2Measurement precision
If multiple sensors and machine learning models are deployed, then theft detection accuracy is improved, but system complexity increases
Solution Approach 1:
The system segments the monitoring function into multiple specialized sensors (accelerometers for movement detection, transceivers for communication monitoring, location devices for tracking) distributed across different trailers. Each sensor type focuses on specific aspects of theft detection, improving overall accuracy while allowing modular deployment and management of complexity.
Solution Approach 2:
The machine learning models serve as intermediaries that process and integrate data from multiple complex sensors. These models translate raw sensor data into meaningful theft detection insights, simplifying the interface between complex sensor arrays and the final detection output, thereby managing system complexity while maintaining high detection accuracy.
Data Source
AI summary
Disclosed are various embodiments related to detecting tire theft activity. In one non-limiting example, a vehicle trailer system can include a computing device and a tire sensor.

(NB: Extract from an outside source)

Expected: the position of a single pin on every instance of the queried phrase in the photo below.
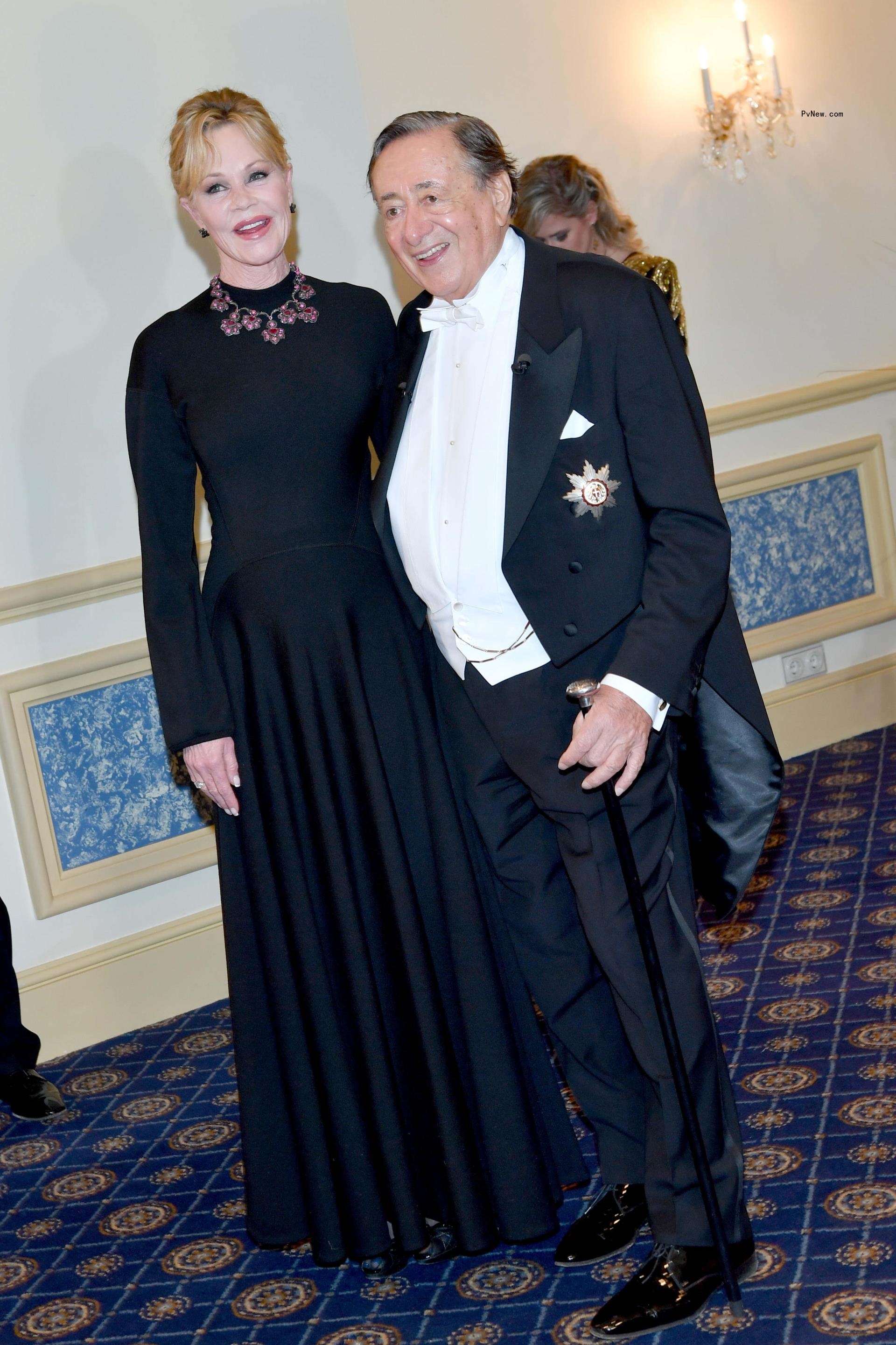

The computing device can be configured to be attached to a semi-trailer and the computing device can include an accelerometer. The tire sensor can be attached to a wheel of the trailer and in data communication with the computing device. The computing device can be configured to at least detect a change in height for a portion of the trailer based at least in part on a measurement from the accelerometer. A pressure loss event can be detected based at least in part on a plurality of pressure measurements meeting a rate loss threshold. A vibration measurement can be identified from the accelerometer. An indication of a theft event can be transmitted to a remote computing device.